In the studies, it was found that the different concentration of Ce3+ had different effects on the growth of and some antioxidant metabolisms in the roots and shoots of rice. Calabrese and Baldwin (2003a, b) think that the dose–response relationship may not be linear at a suitable spacing of doses, which shows a biphasic curve and is usually called hormetic effect or hormesis. The hormesis shows two types of curves, which are U-shaped and inverted U-shaped curves (Calabrese and Baldwin 2003a, b). Hormetic effects on the growth and antioxidant metabolism were also found in the roots and shoots of rice treated with low and high concentrations of Ce3+. The inverted U-shaped curves were found in the effects of Ce3+ on the root length, shoot height, root number, fresh and dry weight of root and shoot, chlorophyll content, and the activities of CAT, SOD, and POD. The U-shaped dose–response curves of MDA and H2O2 level indicated that oxidative stress and toxic effect were inhibited in the roots and shoots of rice at low doses of Ce3+. The results indicated that Ce3+ affected the nutritional status of roots and shoots and further affected the growth of rice, and Ce3+ would be toxic to rice if the concentration was higher than 0.05 mM. Although the lower concentration of Ce3+ induced the positive effects on rice, it was difficult to maintain a “safe” concentration on cropping. Since the soil environment is a complicated matrix, the application of REEs in the field should be observed with caution.

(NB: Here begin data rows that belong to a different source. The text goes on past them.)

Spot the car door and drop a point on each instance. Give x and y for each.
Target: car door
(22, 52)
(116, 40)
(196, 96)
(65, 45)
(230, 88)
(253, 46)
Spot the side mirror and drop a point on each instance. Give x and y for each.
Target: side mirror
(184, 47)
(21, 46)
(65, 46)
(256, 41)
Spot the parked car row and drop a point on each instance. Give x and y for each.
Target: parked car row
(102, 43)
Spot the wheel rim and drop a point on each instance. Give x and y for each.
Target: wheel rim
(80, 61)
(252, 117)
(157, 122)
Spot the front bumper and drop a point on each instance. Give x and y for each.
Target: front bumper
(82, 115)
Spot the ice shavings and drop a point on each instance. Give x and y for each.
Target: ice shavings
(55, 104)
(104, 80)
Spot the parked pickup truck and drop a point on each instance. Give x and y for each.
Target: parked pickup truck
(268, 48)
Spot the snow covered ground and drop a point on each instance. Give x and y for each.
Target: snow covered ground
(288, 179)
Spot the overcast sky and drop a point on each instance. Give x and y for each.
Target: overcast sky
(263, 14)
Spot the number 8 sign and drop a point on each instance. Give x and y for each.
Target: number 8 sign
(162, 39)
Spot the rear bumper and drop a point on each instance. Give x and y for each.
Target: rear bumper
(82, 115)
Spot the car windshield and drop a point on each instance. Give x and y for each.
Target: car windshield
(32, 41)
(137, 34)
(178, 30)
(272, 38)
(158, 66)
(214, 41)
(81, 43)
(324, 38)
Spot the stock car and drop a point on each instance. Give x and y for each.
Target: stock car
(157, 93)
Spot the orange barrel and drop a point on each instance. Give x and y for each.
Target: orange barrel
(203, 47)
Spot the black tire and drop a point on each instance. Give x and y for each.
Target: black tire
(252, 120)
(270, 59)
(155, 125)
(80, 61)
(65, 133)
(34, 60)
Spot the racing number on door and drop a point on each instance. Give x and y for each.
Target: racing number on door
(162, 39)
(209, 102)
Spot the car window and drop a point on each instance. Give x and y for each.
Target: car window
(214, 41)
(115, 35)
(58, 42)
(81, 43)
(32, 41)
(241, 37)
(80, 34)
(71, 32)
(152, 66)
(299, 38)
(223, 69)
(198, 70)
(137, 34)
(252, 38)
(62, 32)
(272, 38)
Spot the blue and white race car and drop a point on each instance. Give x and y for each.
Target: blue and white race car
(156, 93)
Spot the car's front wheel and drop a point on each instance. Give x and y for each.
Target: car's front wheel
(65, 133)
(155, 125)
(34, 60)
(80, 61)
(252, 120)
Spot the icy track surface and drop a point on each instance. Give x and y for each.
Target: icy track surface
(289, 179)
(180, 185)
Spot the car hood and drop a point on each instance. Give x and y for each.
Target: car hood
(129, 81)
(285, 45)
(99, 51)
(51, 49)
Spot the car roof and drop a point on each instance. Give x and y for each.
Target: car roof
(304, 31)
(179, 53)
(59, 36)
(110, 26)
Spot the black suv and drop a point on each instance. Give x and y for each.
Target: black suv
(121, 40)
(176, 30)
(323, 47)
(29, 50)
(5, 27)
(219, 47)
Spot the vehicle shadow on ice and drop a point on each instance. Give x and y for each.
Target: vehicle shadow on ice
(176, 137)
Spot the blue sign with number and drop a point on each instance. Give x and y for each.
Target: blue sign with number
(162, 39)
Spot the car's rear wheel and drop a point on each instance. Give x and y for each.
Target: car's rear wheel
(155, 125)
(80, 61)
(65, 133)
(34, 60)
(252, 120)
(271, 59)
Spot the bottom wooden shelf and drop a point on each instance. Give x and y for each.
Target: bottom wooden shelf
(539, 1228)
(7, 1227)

In summary, the hormetic effects of Ce3+ on the growth and some antioxidant metabolisms were found in the roots and shoots of rice. The appropriate amount of Ce3+ improved the defense system in the roots and shoots and further increased the root length, shoot height, root number, fresh and dry weight of root and shoot, and chlorophyll content. In addition, our data indicated that the concentration of Ce3+ in the roots and shoots was significantly increasing with the increase of Ce3+ concentration treatments with the technique of ICP-SF-MS. The bioaccumulation of Ce in the roots and shoots of rice was observed to be increased with the increase of the concentration of Ce3+. The roots can accumulate a much higher content of Ce3+ than shoots, with Ce3+ mainly located in the cell wall of the rice roots. Moreover, the uptake of K, Mg, Ca, Na, Fe, Mn, Zn, Cu, and Mo in the roots and shoots was affected with the exposure of different Ce3+ treatments, which indicated that Ce3+ affected the nutritional status of roots and shoots and further affected the growth of rice.